# Business Problem

**Birliktelik Kuralları Nedir?**

Veri içerisindeki pattern'leri (ilişkileri, yapıları) bulmak için kullanılan kural tabanlı bir makine öğrenmesi tekniğidir.


Birliktelik analizi uygulamaları veri biliminde en çok karşımıza çıkan uygulamalardandır. Tavsiye sistemleri olarak da denk gelmiş olacaktır.
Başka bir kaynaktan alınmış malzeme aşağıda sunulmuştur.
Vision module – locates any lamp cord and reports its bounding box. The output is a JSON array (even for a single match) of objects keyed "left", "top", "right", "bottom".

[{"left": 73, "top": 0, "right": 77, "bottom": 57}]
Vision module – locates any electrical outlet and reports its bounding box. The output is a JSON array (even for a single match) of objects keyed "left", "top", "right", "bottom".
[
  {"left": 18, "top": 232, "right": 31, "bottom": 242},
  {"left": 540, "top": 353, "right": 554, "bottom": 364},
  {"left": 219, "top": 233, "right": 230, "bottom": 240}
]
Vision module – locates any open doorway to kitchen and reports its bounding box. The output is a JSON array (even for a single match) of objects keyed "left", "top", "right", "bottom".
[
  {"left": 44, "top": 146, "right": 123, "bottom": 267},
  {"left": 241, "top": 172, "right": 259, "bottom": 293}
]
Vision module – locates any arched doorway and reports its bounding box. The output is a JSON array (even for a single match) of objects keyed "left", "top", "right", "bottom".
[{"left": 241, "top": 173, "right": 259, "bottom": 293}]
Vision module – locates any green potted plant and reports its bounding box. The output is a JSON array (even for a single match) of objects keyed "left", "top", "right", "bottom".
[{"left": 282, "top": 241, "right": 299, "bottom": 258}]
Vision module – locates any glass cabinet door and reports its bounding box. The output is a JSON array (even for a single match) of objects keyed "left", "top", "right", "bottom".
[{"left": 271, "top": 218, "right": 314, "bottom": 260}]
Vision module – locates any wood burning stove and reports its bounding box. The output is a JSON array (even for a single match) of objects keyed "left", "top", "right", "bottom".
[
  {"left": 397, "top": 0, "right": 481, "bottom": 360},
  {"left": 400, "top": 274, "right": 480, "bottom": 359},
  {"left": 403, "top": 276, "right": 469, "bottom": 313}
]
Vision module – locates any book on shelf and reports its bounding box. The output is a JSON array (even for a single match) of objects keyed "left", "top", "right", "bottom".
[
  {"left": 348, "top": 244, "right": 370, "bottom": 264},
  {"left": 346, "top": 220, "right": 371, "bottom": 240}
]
Bu uygulamalar karşınıza şu şekillerde gelmiş olabilir "o ürünü alan bu ürünü de aldı" ya da "o ilana bakanlar bu ilanlara da baktı" ya da "senin için çalma listesi oluşturduk" ya da "sıradaki video için önerilen video" gibi.

Bu senaryolar e-ticaret veri bilimi veri madenciliği çalışmaları kapsamında en sık karşımıza çıkacak olan senaryolar.

Türkiye'deki ve dünyadaki büyük e-ticaret şirketleri, spotify, amazon, netflix gibi biraz daha yakından bilebileceğimiz birçok platform tavsiye sistemlerini kullanmaktadır.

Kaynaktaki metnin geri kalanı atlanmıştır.